Narrowing down the landing site
There are several upcoming robotic missions to the moon in the coming years that could also provide valuable data on the candidate sites. Donaldson Hanna is the principal investigator of a lunar robotic mission launching in 2026 and part of the Lunar Trailblazer orbiter science team.
Trailblazer will launch next year, providing high-resolution maps of water ice on the moon's poles.
"Hopefully, we will have lots of Lunar Trailblazer data which will be at a higher spatial resolution and spectral resolution, which should allow us to better identify where water ice might be within these 13 candidate landing sites, and so maybe will help NASA down select to a smaller subset of those landing sites," Donaldson Hanna explained.
NASA's Volatiles Investigating Polar Exploration Rover (VIPER) rover will launch in 2024 and explore the Nobile Region of the South Pole. Nobile Rim 1 and 2 are both potential human landing sites.
"They'll be able to see, as they rove about, the diversity in that landing site region, which should give some amount of ground truth to all of our remote sensing data," Donaldson Hanna said.

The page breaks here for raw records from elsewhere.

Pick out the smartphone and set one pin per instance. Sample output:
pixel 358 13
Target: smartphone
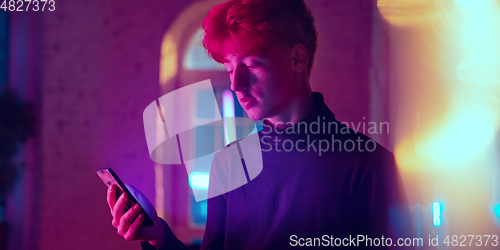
pixel 109 177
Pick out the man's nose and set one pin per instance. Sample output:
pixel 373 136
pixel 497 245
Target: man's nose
pixel 241 78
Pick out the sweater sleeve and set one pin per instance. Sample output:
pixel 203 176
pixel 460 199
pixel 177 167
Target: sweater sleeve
pixel 171 242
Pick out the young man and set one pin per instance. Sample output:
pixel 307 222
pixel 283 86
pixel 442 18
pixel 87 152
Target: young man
pixel 306 195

The Polar Resources Ice Mining Experiment-1 (PRIME-1) lander will conduct ice drilling and map resources near the Shackleton Crater. NASA has included several potential human-landing sites near the Shackleton Crater or on connecting ridges around the crater.

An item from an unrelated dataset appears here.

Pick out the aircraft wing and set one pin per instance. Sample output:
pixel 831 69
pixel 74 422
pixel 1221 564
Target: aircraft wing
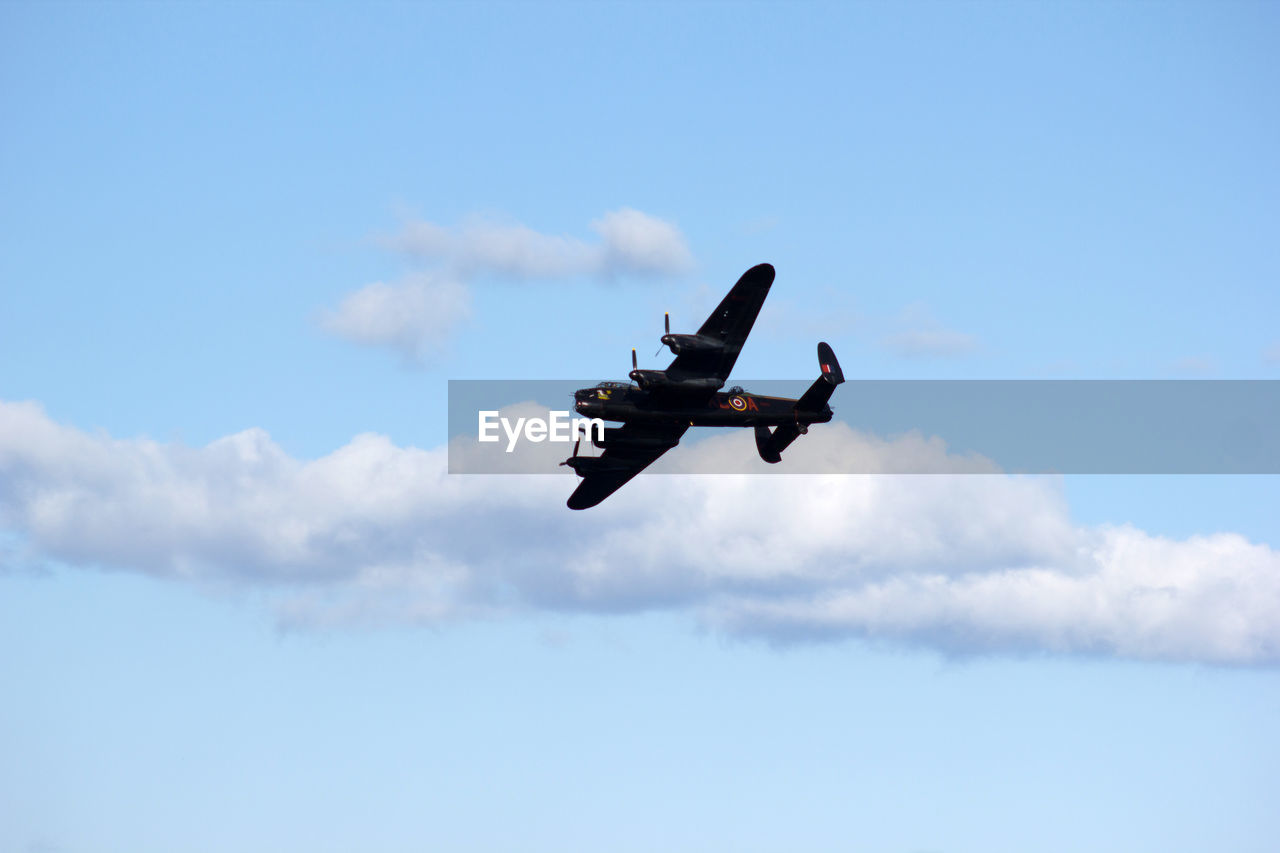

SpaceX was not part of the call with reporters Friday, but NASA officials said Starship's first demonstration mission would land in the South Pole but not necessarily in one of the 13 areas.
The uncrewed Artemis 1 launch is scheduled on Aug. 29 at 8:33 a.m. from Kennedy Space Center in Florida. Astronauts will orbit the moon during the next mission known as Artemis 2.
After Artemis 3, NASA and its partners will begin assembling the Gateway orbiting station in lunar orbit. That will serve as an outpost for astronauts to dock in Orion before heading down to the lunar surface.